My Disciples Are All Villains Chapter 1491 - The Saint’s Great Limit Bahasa Indonesia - Indowebnovel

My Disciples Are All Villains Chapter 1491 – The Saint’s Great Limit Bahasa Indonesia

Reader Settings

Size :
A-16A+
Daftar Isi

Bab 1491 Batas Agung Sang Suci

Lu Zhou sedikit mengerutkan kening. Kata-kata sanjungan ini terdengar seperti ejekan. Apakah Zhu Honggong mengira dia bodoh sebelumnya?

Zhu Honggong memperhatikan bahwa ekspresi gurunya sedikit tidak wajar, jadi dia buru-buru berkata, “Guru, tolong dengarkan saya.”

“Bicaralah.”

“Saya setuju untuk pergi ke domain teratai kembar untuk berkultivasi. Namun, Anda telah meninggalkan jejak Anda di seluruh sembilan domain. Anda terkenal dan memiliki banyak pengagum. Karena itu, akan mudah untuk mengungkap lokasi kita. Guru, saya punya ide yang lebih baik.”

Semua orang: “…”

“Apakah Anda mempertanyakan keputusan guru?” tanya Mingshi Yin. “Saya tidak berani!” Zhu Honggong buru-buru melambaikan tangannya.

“Kalau begitu, bicaralah,” kata Mingshi Yin. Dia menyilangkan tangannya, tampak seperti sedang menunggu untuk menonton pertunjukan yang bagus. Dia ingin melihat bagaimana Zhu Honggong akan menyelesaikan masalah ini.

Zhu Honggong berkata, “Area teratai kuning terpencil dibandingkan dengan area lainnya. Mirip dengan area teratai emas, batas kultivasi di sana rendah, tetapi kaya akan sumber daya. Selama bertahun-tahun, saya telah mengumpulkan banyak hati kehidupan berkualitas tinggi. Itu seharusnya cukup untuk digunakan semua orang. Saya pikir area teratai kuning adalah tempat yang sempurna bagi kita untuk berkultivasi.”

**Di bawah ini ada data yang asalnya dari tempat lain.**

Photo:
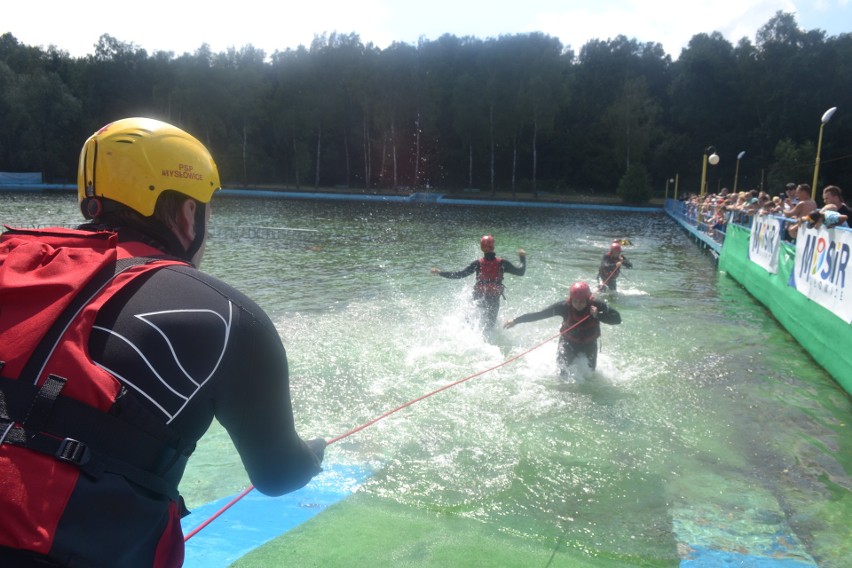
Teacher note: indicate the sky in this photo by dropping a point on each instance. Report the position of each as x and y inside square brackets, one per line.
[182, 26]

Lu Zhou menggelengkan kepalanya dan berkata, “Meskipun kata-katamu tidak salah, area teratai kuning tidak memiliki Maha Suci. Berkultivasi di area teratai kuning selama 10.000 tahun bahkan tidak sebermanfaat kalimat dari Maha Suci. Jalur rune antara dua area teratai hijau telah dibangun sehingga mudah bagi kita untuk bolak-balik. Mengenai hati kehidupan, ada banyak binatang buas di sana yang dapat kita bunuh untuk mengisi kembali hati kehidupan kita.”

Zhu Honggong menepuk dahinya dan berkata, “Kau benar, Guru! Mengapa aku tidak memikirkan itu?”

Mingshi Yin: “…”

“Orang bodoh ini hanya tahu cara menjilat!”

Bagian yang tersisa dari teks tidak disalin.